La Poste ne saurait a priori qu'y gagner et ce d'autant plus que rien ne l'empêcherait de développer, au travers de filiales spécifiques, ses activités de portage pour mieux valoriser ses savoir-faire " amont " et sa bonne connaissance des contraintes de la distribution de la presse. Ne considère-t-elle pas, d'ores et déjà, que si le service public de la distribution de la presse relève de ses missions historiques, elle ne devrait pas en supporter le coût dont le financement incombe, selon elle, entièrement à l'Etat. Le portage ne peut donc, en définitive, que l'alléger d'une charge indue.

De toutes façons, l'opérateur ne peut que demeurer un partenaire majeur des journaux : il restera le mieux placé pour assurer le transport des titres nationaux sur les centres de regroupement du portage et, d'autre part, lui seul sera à même d'assurer la desserte des zones les moins densément peuplées, tant en deçà de certains seuils le portage n'est pas viable économiquement. Il n'en demeure pas moins que, même dans cette perspective, La Poste n'en aura pas moins à améliorer la qualité de son service en zone rurale.

La presse, les citoyens et l'Etat gagneraient également à la mise en oeuvre d'une telle orientation puisque tous y trouveraient la satisfaction de leur intérêt. Or, le moment paraît bien choisi pour impulser cette politique car la hausse des tarifs postaux programmée par les accords " Galmot " va tendre à réduire l'écart de coût entre le portage et l'acheminement postal.

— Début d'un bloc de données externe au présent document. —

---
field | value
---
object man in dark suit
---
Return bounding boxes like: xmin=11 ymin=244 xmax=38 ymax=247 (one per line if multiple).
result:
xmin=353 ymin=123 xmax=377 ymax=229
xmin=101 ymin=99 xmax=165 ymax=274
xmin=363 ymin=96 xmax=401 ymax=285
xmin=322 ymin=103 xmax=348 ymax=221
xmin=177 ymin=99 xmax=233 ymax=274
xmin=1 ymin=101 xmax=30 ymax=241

Actuellement de 0,91 franc à 1,11 francs par numéro, le tarif d'affranchissement de la plupart des quotidiens devrait passer à une fourchette comprise entre 1,08 franc et 1,40 franc, voire davantage à partir de 2001, et se rapprocher ainsi du prix du portage qui, dans les meilleures hypothèses (zones d'habitat dense à fort taux de pénétration) s'élève de 1,20 franc à 1,30 franc l'exemplaire.

Accélérons donc d'une manière pragmatique le mouvement en faveur du développement du portage. Doublons l'aide au portage prévue pour 1998. Portons-la à 90 millions au lieu de 45 millions de francs !

Puis, évaluons les effets d'une injection aussi significative d'argent public dans ce secteur d'activité
(en un an, multiplication par 6 de l'aide) avant de décider du sort de la politique ainsi engagée. Mais si les effets constatés sont bien ceux prévus, n'hésitons pas alors à poursuivre plus avant.

Suggérer de ponctionner le budget de l'Etat constituait un discours parlementaire aisé à tenir avant l'instauration de la Ve République par le général de Gaulle. Tel n'est plus le cas aujourd'hui. Les dépenses budgétaires proposées par le Parlement doivent être gagées par un produit d'imposition.

Aussi, pour financer la mesure préconisée, votre rapporteur propose-t-il de lui affecter, à due concurrence, une partie du produit de la taxe sur les recettes publicitaires des supports dis " hors médias ", dont l'instauration a été votée par l'Assemblée nationale lors de la discussion en première lecture du projet de loi de finances pour 1998.